Remember that moment in Chapter 29 of Harry Potter and the Deathly Hallows in which Neville is talking to Harry, Hermione, and Ron, filling them in on what they have missed at Hogwarts during their adventures searching for hallows and horcruxes? Neville says, “…he teaches what used to be Defense Against the Dark Arts, except now it’s just the Dark Arts.”
This scene is how I have felt for the past three weeks.
Meanwhile, my city, Washington, DC, is trying as hard as anyone else to prepare for the next four years. This evening on the bus, I overheard a conversation between two people who work either for or with HUD and the EPA, respectively. They were discussing which agency would have a harder time fulfilling its mission under its newly appointed secretary. Both agencies are in the midst of the transition process, like so many other federal agencies and buildings, including some that also serve as living museums or visitor destinations.
The White House is getting ready for its new First Family, and a treasure trove of memes show imagined conversations in which Vice President Biden describes, to a chagrined President Obama, the pranks he has planned. At the Capitol, offices will be prepared for newly elected legislators. Conspicuously absent from the frenzy of getting ready for new occupants is the Supreme Court, where the ninth seat sits empty, seven months after Justice Scalia’s death and six months after President Obama nominated Merrick Garland for the vacancy.
Trump International Hotel (which I last visited on the Fourth of July in 2013, when I knew it as the Old Post Office Pavilion) is required to keep the historical tower part open to the public, though it is currently closed for renovation until “late 2016.”
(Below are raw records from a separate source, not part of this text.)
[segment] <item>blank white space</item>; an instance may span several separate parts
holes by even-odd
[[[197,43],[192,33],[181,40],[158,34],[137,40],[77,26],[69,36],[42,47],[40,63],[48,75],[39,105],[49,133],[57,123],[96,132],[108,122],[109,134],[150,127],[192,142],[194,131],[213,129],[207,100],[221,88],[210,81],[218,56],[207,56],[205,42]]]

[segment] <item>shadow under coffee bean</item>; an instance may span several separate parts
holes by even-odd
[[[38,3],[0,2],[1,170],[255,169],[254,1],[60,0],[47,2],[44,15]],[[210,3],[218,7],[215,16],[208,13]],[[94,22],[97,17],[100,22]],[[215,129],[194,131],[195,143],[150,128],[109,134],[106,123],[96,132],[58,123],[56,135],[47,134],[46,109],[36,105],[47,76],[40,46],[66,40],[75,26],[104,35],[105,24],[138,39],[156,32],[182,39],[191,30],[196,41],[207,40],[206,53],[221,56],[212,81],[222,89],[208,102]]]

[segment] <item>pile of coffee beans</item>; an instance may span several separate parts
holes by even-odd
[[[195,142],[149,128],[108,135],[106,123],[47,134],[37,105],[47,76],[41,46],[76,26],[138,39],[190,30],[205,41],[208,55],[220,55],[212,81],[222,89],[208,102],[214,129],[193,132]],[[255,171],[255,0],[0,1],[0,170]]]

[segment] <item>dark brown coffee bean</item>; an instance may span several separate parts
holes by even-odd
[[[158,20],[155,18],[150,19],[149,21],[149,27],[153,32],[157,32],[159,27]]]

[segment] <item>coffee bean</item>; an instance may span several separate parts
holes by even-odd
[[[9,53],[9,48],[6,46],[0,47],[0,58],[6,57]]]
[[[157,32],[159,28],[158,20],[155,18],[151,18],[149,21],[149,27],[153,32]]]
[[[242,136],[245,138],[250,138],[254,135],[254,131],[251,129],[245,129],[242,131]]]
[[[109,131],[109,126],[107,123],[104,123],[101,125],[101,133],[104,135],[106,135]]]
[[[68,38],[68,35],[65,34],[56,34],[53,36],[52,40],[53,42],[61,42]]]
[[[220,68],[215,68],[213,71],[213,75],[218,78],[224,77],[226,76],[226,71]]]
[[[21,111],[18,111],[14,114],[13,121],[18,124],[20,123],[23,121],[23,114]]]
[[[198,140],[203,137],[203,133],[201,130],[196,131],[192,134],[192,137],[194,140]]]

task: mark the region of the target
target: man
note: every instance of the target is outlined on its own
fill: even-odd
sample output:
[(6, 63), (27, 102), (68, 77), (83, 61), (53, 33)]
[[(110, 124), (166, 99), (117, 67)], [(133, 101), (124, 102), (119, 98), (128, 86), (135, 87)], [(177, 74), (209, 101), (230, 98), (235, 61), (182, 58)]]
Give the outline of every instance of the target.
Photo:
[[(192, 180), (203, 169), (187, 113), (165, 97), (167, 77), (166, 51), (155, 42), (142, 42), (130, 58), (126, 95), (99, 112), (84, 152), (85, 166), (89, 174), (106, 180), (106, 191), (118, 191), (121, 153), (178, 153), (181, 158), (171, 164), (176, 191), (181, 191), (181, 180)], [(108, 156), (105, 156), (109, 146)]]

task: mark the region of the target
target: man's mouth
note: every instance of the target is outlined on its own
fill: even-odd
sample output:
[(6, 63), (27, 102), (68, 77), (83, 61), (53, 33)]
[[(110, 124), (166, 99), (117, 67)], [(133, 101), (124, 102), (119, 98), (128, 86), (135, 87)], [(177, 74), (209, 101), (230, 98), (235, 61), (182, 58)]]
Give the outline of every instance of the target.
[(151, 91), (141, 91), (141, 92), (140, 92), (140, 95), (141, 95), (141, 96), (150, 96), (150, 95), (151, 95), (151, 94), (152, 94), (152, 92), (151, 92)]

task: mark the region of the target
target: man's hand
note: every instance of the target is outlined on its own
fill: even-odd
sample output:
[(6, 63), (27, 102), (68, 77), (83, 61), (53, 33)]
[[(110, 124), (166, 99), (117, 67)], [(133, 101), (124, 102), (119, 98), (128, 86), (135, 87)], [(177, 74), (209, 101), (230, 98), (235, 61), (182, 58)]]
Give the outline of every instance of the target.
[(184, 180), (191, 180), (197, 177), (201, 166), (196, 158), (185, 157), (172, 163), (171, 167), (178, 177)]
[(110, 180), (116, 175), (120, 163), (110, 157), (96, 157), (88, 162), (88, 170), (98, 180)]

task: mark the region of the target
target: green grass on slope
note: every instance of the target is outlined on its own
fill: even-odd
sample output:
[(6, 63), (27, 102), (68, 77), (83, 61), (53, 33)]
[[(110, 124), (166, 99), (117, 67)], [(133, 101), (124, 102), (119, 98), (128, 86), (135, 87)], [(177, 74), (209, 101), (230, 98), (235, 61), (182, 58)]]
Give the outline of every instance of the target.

Other museums will reflect the change in administration as well. At the National Museum of American History, we will have to wait at least four years to find out how the First Ladies Exhibit might change when a woman is elected president. Melania Trump will be added to the exhibit, and Donald Trump will be added to the exhibits of presidents at NMAH as well as the National Portrait Gallery.
While Trump is living (at least part-time) in DC, he will have the opportunity not just to be a museum subject, but also a museum visitor. I recently asked, on Facebook, Twitter, and this blog, what DC-area museum Trump should be sure to visit and learn from during his presidency.
The answers I received included:
- United States Holocaust Memorial Museum (USHMM)
- National Museum of African American History and Culture (NMAAHC)
- A science or natural history museum
- All the Smithsonian museums
- All the museums
Although Barack Obama is not my Facebook friend, he answered my question too! In fact, he answered it back in September, before anyone actually expected Trump to be elected. Like a couple of my Facebook friends, Obama recommends that Trump visit the new NMAAHC, calling on Trump and all of us to “use our history to propel us to make even more progress in the future.”
May our history propel us toward more progress, indeed. Many of us are afraid right now. It’s up to all of us to work toward building a reality in which these fears do not come true.